The theorem about the equivalence of the norms says that every two norms in $ \Bbb R^n$ are equivalent. It can be written as $c_1||x|| \le ||x||_2 \le c_2 ||x||$. I struggle with imaging it and don't know how to prove it (or I don't understand that proof).

• Does it mean that it doesn't matter which norm I would use for my given vector space if I want to measure something there or that If I am using one type of the norm it is easy to tranfer to another? The Lipschitz continuity says if I have the linear mapping between two metric spaces such that $f: (M, d_m) \to (N, d_n)$ than we have some constant $K \gt 0$ for every $x,y \in M$ such that $d_N(f(x), f(y)) \le Kd_M(x-y)$. So transfering between the norms then means the linear transformation (homomorphism).

• I have alson read that $f^{-1}$ exists and that the mapping works for the finite (bounded) vector spaces, the first condition I understand, the second I don't.

• Why I should compare all the norms with euclidean norms?

Answer 1

The result you're quoting holds true for finite-dimensional vector spaces (there are some norm equivalences on infinite-dimensional spaces but you usually have to prove/verify them first). You're right in your first question: if two norms are equivalent then you can swap them in your working so long as you remember the constant multiplier needed. What this allows you to do is to choose the norm best suited to the analysis you're doing at any given time.

For example, you might have started with the Euclidean norm on the unit disc and then realised that you're in a space that looks pretty hyperbolic, so you might find that switching to the norm generated by the Poincaré metric ($d_P(z_1, z_2) = \tanh^{-1}\left| \frac{z_1-z_2}{1-z_1\bar{z_2}}\right|$) simplifies many of your calculations.

For the second question, norm-equivalence holds for finite-dimensional vector spaces essentially because the unit ball in those spaces is compact.
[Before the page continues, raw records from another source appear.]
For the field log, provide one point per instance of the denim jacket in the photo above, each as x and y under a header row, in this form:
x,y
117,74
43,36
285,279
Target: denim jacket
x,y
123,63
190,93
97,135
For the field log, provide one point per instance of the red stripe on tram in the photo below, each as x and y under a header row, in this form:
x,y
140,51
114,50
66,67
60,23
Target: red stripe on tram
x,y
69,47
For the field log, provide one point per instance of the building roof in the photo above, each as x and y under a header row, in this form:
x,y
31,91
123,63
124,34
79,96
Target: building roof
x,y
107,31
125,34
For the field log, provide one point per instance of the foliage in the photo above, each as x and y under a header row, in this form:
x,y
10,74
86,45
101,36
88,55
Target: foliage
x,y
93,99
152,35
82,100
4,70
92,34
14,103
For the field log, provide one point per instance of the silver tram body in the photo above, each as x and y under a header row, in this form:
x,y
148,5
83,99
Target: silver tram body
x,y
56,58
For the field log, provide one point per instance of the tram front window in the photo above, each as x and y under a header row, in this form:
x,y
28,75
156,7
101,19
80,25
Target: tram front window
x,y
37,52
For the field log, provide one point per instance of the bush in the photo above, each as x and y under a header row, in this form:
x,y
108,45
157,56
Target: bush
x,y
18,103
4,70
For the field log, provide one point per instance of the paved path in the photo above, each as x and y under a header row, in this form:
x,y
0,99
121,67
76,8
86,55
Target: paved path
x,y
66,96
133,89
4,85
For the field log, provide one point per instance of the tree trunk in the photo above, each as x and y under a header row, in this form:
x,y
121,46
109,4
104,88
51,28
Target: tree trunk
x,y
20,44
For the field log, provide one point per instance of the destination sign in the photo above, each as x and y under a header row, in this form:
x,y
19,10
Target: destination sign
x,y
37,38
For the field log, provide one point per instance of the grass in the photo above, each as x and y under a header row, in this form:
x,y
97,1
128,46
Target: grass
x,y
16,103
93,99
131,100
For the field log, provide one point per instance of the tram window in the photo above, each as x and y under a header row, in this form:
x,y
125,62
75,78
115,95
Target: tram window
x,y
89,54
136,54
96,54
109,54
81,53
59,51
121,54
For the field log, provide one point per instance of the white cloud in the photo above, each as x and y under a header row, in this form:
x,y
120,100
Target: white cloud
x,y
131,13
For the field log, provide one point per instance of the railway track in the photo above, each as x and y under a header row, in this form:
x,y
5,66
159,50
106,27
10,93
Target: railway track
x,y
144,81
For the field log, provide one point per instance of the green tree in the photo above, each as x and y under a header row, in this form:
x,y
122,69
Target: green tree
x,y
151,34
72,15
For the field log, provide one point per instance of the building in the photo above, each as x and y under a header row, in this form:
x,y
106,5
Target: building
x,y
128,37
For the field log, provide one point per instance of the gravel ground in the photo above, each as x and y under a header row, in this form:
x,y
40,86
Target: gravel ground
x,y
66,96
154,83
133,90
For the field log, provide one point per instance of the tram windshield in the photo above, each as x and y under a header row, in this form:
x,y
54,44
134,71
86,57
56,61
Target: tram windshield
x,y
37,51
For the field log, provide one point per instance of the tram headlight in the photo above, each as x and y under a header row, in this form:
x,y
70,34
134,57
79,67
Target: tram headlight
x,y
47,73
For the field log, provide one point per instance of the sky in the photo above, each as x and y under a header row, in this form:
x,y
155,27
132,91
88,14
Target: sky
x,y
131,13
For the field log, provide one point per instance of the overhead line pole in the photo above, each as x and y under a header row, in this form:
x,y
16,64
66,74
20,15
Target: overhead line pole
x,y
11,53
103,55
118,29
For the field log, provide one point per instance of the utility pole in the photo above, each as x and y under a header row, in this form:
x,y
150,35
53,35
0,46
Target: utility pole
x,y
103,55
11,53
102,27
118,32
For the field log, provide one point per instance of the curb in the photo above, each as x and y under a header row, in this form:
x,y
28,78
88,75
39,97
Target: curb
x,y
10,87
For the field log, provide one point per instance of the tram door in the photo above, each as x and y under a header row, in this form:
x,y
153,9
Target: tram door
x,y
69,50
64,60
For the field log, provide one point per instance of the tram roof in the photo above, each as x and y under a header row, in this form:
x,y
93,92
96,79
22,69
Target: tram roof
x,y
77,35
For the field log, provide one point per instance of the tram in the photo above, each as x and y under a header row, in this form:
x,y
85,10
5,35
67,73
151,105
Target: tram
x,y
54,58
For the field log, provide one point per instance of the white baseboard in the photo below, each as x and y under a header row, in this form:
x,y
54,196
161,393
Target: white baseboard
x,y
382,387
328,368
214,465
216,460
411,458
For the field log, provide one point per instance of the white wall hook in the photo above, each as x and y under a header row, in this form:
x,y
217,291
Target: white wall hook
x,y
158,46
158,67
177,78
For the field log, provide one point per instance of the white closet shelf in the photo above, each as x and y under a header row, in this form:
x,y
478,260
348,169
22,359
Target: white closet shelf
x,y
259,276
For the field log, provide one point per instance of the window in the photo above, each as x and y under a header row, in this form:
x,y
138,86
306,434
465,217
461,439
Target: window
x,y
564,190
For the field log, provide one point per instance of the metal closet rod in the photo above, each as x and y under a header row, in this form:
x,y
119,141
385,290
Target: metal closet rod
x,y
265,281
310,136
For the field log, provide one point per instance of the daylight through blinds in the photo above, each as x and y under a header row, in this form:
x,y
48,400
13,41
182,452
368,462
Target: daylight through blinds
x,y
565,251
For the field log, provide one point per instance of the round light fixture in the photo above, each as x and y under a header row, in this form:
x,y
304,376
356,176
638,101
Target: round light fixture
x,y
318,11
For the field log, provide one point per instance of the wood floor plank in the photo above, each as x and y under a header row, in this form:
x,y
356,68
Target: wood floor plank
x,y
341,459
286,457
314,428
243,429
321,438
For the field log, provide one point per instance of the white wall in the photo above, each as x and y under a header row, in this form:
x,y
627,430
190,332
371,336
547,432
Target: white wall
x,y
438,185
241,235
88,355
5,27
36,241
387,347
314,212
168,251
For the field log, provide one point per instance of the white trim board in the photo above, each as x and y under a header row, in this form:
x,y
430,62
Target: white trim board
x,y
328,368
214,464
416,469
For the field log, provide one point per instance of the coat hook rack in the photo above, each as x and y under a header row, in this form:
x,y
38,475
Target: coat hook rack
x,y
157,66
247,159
There's an excellent discussion of it here (Understanding of the theorem that all norms are equivalent in finite dimensional vector spaces) but (very loosely speaking) in finite-dimensional spaces there's not enough room for the norms to misbehave.

And finally: you don't have to compare all norms with the euclidean ones. Choose your favourite norm and compare other norms with that. However, you'll probably find that most of the literature uses Euclidean norms because they're well understood and easily represented in the standard basis on a finite-dimensional vector space.